I did not see any topic about it. If there any, please let me know.
thanks in advance for your time ladies!
Have a cakelicious day!!!
Hi ratio shortening sold by Proctor and Gamble to professional chefs comes in two forms that I'm aware of, liquid called Nutex and solid called Sweetex. Regular shortening is called Primex. The difference between it and regular shortening is that it contains microemulsifiers that allow a batter to hold more sugar and liquid. Most cakes will always have more flour than sugar, but one with more sugar than flour is a high ratio cake. This kind of batter will also hold more liquid, and we all know the two cheapest things a baker can sell are air and water. Look at the label on a can of crisco-- see that.. it says mono- and diglycerides. Those are microemulsifiers. So I'd say depending at what you are doing with it, you might get away with substituting. Except for Nutex. I don't think crisco can fill in for that in a cake. And if you find some, I have formulas. Surprisingly, P&G won't give you any.
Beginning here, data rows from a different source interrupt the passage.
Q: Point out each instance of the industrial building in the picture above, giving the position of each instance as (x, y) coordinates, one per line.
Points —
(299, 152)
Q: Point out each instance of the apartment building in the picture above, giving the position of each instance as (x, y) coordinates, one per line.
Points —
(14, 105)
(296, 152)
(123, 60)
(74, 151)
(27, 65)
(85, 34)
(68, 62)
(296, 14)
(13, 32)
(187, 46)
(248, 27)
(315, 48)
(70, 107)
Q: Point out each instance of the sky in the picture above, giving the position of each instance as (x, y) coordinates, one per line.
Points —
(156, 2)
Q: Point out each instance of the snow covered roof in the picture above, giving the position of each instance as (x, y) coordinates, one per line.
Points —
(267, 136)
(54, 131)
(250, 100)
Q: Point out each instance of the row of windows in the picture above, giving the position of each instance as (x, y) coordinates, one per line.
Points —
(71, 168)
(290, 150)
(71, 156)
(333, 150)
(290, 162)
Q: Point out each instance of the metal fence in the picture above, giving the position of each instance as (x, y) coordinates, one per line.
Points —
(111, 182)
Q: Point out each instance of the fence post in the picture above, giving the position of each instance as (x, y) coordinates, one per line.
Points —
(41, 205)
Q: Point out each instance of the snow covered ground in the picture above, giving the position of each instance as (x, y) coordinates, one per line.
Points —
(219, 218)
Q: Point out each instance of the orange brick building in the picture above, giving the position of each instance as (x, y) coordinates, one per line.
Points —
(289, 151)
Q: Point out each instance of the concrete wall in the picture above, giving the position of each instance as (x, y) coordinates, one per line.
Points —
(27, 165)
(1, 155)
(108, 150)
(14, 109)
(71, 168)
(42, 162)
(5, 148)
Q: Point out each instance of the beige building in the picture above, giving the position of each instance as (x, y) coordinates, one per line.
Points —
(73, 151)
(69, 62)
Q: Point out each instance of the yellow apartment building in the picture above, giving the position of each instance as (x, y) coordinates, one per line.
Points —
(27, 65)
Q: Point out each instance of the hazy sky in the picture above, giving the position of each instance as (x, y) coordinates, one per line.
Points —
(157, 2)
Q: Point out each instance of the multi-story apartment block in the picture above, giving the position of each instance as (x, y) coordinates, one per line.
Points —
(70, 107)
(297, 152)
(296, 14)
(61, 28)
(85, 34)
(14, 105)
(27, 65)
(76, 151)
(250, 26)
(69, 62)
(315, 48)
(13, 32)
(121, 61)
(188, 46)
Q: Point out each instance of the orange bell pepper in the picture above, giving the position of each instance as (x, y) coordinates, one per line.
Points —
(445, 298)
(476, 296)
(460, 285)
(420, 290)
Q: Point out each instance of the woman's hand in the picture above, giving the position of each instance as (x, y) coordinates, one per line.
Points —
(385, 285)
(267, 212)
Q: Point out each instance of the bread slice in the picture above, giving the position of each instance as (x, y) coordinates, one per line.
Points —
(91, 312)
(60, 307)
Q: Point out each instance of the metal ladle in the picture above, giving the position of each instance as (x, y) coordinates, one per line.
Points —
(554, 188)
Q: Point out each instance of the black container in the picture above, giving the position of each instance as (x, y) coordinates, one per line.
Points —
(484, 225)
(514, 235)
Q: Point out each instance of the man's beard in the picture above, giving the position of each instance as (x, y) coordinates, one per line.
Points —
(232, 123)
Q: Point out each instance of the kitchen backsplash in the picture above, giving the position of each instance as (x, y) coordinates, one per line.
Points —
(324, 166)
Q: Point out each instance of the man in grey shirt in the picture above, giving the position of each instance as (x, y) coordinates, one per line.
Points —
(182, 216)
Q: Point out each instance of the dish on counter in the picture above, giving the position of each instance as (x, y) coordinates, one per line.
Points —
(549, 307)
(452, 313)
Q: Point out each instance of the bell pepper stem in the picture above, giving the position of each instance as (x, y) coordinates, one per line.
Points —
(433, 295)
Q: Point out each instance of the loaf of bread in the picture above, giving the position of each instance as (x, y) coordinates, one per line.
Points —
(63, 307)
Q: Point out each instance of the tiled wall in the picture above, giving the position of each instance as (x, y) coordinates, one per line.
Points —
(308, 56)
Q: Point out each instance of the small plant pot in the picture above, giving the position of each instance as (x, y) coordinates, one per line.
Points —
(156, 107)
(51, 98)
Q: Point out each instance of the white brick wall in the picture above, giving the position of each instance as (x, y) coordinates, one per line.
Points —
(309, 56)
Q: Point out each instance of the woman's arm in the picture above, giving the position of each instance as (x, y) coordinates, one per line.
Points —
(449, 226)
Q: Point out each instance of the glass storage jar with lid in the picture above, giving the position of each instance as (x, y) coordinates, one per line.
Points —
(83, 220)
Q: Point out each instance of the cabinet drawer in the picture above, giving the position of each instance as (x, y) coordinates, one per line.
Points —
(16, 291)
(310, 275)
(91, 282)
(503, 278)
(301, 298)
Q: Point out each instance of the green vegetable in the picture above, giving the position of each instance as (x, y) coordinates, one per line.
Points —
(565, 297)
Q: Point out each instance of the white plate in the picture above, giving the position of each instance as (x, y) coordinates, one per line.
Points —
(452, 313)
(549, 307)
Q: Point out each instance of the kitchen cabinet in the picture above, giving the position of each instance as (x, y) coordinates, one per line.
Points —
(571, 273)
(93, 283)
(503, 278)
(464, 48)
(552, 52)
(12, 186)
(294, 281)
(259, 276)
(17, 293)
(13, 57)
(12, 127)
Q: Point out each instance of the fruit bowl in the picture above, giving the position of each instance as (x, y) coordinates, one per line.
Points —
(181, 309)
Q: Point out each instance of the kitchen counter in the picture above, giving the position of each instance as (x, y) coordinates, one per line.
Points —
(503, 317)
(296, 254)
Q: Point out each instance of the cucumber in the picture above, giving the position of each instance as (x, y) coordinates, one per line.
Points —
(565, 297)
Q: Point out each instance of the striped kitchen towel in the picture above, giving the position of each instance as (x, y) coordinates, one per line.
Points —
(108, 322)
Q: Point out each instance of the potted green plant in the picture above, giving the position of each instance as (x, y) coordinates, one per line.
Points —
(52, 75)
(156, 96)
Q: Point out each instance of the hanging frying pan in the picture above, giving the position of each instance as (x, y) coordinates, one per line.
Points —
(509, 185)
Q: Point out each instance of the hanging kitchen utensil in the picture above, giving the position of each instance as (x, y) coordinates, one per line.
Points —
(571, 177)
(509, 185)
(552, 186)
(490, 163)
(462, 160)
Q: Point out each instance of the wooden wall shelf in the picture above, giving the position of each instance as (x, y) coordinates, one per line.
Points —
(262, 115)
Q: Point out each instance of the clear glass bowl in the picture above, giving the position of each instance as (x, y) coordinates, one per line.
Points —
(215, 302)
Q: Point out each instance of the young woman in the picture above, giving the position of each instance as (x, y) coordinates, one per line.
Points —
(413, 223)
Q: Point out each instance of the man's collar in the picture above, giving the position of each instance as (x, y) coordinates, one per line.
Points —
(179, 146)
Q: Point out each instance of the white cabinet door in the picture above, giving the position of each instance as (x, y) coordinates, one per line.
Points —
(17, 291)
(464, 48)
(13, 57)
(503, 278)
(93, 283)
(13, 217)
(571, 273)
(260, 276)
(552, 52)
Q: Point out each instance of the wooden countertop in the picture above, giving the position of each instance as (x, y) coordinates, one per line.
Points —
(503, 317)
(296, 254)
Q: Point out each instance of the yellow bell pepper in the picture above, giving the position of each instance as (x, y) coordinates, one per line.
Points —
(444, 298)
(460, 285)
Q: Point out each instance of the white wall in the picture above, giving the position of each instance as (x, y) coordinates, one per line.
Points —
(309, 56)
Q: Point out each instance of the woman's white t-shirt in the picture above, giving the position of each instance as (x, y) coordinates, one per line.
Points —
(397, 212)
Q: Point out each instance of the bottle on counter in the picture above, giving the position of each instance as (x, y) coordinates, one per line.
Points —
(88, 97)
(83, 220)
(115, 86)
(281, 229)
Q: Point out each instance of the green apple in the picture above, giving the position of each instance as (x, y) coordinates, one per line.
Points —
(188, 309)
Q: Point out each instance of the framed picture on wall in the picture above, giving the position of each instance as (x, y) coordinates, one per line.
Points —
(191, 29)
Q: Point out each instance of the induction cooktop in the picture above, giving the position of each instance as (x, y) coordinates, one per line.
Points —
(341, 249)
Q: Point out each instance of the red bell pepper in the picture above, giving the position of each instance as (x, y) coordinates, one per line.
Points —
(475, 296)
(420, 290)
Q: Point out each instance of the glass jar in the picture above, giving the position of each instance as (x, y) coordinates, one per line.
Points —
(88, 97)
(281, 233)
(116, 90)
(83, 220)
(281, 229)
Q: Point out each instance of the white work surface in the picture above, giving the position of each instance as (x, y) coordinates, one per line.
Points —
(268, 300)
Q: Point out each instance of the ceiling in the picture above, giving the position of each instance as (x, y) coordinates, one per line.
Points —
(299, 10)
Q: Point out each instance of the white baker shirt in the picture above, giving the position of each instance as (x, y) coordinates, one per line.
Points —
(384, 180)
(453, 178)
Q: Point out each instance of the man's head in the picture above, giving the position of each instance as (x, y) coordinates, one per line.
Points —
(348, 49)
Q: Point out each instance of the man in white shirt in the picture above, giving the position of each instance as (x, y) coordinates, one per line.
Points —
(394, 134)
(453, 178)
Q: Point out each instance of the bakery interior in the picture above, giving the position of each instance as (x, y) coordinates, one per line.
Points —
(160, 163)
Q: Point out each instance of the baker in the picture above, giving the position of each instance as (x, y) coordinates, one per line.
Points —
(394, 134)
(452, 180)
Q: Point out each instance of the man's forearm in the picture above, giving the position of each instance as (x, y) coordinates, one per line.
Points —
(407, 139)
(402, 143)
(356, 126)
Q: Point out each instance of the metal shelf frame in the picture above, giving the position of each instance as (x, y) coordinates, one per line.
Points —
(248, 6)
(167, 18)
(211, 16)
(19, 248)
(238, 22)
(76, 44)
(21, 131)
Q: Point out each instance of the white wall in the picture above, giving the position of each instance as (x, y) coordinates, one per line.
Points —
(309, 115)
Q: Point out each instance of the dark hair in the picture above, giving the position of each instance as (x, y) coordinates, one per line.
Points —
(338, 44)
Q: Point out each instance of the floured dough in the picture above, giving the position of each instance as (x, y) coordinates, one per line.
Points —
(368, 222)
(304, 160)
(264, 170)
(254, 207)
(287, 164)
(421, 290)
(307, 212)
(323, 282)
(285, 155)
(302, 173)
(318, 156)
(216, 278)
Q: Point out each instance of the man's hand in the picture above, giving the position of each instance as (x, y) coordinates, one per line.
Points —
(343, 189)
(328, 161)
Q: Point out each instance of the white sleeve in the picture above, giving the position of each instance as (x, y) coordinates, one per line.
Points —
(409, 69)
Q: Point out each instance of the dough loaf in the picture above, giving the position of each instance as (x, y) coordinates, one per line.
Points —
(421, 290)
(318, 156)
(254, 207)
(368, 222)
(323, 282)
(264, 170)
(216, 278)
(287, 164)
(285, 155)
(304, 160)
Basically what this means is that the microemulsifiers are going to make your icing smoother. The loss of fat in crisco when they made their product 0 transfat change the comsistency of the product wich change the consistency of the icing. Making it more bubbly and airy. Making it difficult to smooth down..
Not that it can't be done. The fat can be brought with other products like heavy cream or milk. But the high ratio shortening will bring a more smoother consistency of icing than crisco.
It has more emulsifiers in it, so it keeps the liquid combined with the fat better. you have less separating, less wrinkling and cracking after icing. the icing is moother and creamier and has a less greasy mouthfeel. It still will crust, but it gives you more workability time and the icing is more forgiving.